A couple of heards:
W Brewer
brewerwa at GMAIL.COM
Sun Jan 19 13:19:02 UTC 2014
MM: <<Almost all of these verbs have strong preterites, so adding the weak
ending isn't that surprising.>>
WB: It surprises the hell out of me. Rather I revel in the variation of MY
SPEECH forms, some of which you are apparently unacquainted with and
possibly disapprove of?
MM: <<I don't see what you're calling prevocalic intrusive [d]>>
WB: <I tore*my pants> (tore is pre-consonantal). <I tored*a ligament>
(tored is pre-vocalic). Hmm... Am I flapping the <r>? <He stole my pencil,
he stoled a pencil.> VR+C, VRd+V. The <d> is intruding, hence it is an
intrusive, no doubt weak preterite, d. <cost me my job, cost(ed) us a
fortune>. This is news to me. Historical and categorical details are givens.

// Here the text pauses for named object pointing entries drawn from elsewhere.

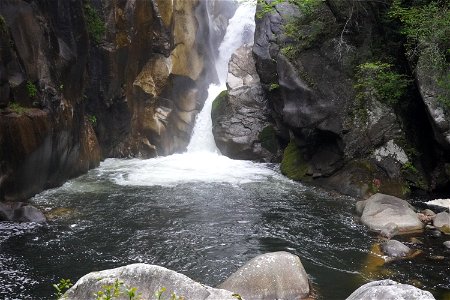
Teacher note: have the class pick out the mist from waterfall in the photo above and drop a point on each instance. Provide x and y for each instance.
(202, 162)
(239, 31)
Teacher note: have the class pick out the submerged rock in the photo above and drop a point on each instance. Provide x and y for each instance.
(442, 222)
(380, 211)
(147, 279)
(278, 275)
(389, 289)
(395, 249)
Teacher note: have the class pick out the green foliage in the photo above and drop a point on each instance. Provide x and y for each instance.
(304, 31)
(268, 139)
(94, 24)
(377, 80)
(61, 287)
(173, 296)
(426, 25)
(31, 89)
(265, 8)
(116, 290)
(17, 108)
(293, 164)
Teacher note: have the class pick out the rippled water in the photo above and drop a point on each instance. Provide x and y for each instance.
(125, 212)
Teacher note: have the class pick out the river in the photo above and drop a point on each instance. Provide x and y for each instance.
(198, 213)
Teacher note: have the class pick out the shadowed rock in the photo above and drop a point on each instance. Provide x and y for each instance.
(278, 275)
(389, 289)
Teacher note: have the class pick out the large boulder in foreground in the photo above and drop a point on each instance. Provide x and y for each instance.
(277, 275)
(382, 211)
(147, 279)
(389, 289)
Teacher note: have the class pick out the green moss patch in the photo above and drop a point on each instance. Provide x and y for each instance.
(268, 139)
(218, 104)
(293, 164)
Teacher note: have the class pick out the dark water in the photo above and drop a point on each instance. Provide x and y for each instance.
(203, 230)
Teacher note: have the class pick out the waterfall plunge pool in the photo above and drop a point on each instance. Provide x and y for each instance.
(204, 225)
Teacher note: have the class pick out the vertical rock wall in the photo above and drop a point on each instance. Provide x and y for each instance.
(88, 79)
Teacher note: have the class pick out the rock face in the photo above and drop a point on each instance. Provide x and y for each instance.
(381, 211)
(389, 289)
(278, 275)
(355, 145)
(442, 222)
(240, 117)
(147, 279)
(20, 212)
(85, 80)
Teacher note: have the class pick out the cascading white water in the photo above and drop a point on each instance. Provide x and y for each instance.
(236, 35)
(202, 162)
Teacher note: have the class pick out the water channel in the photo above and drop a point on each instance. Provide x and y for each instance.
(201, 214)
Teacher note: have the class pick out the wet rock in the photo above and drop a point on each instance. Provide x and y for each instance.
(389, 289)
(436, 233)
(395, 249)
(380, 210)
(389, 230)
(278, 275)
(442, 222)
(447, 244)
(240, 117)
(442, 204)
(20, 212)
(147, 279)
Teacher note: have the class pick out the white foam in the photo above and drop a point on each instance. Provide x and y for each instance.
(184, 168)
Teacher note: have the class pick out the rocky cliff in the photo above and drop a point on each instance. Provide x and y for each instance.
(84, 80)
(351, 109)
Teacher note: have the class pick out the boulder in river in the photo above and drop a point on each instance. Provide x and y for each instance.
(395, 249)
(20, 212)
(381, 210)
(442, 222)
(277, 275)
(389, 289)
(147, 279)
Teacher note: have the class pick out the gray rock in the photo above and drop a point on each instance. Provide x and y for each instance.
(240, 116)
(20, 212)
(389, 230)
(380, 210)
(395, 249)
(389, 289)
(447, 244)
(147, 279)
(442, 222)
(278, 275)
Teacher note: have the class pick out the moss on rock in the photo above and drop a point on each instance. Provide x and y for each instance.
(268, 139)
(218, 104)
(293, 164)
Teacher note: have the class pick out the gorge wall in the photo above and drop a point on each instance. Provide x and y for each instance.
(85, 80)
(319, 64)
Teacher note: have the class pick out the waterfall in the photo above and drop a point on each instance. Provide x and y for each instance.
(202, 162)
(239, 31)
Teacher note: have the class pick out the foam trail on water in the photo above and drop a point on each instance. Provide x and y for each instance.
(202, 162)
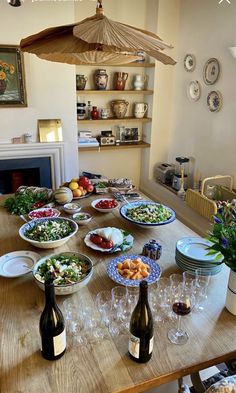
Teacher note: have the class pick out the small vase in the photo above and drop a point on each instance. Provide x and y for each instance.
(3, 86)
(101, 79)
(230, 303)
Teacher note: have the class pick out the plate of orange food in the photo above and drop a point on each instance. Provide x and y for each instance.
(129, 270)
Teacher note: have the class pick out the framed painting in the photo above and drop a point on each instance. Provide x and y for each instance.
(12, 78)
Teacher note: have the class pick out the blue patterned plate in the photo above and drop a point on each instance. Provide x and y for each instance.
(124, 210)
(155, 271)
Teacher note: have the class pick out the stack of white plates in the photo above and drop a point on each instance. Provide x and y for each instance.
(191, 254)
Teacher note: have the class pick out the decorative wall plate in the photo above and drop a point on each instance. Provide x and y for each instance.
(194, 91)
(214, 101)
(189, 62)
(211, 71)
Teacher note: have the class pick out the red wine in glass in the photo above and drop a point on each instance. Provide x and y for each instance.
(181, 308)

MM: <<I know "sweated" as the only preterite of "sweat", a regular verb.
I've never heard "sweat" as preterite>>
WB: Now you have. OED marks pret. <sweat> as archaic; alive & well in Webster's
3rd, i.e. U.S. dialectally attested.
MM: (pret. sweat <<would be the opposite of doubling (preterite halving?),
an innovative strong form going opposite to the disambiguating doubling in
costed and knitted.>>
WB: Okay, I was unaware that Anglo-Saxon <swae:tan> was a weak verb, until
I just looked it up. That's handy to know. But irrelevant in my reaction to
WG's examples <likeded, -eyeded, -haireded, stoppeded, runneded>, which was
to add some FRESH DATA to a list of phenomena. We weren't expecting the
Spanish Inquisition in an informal discussion list.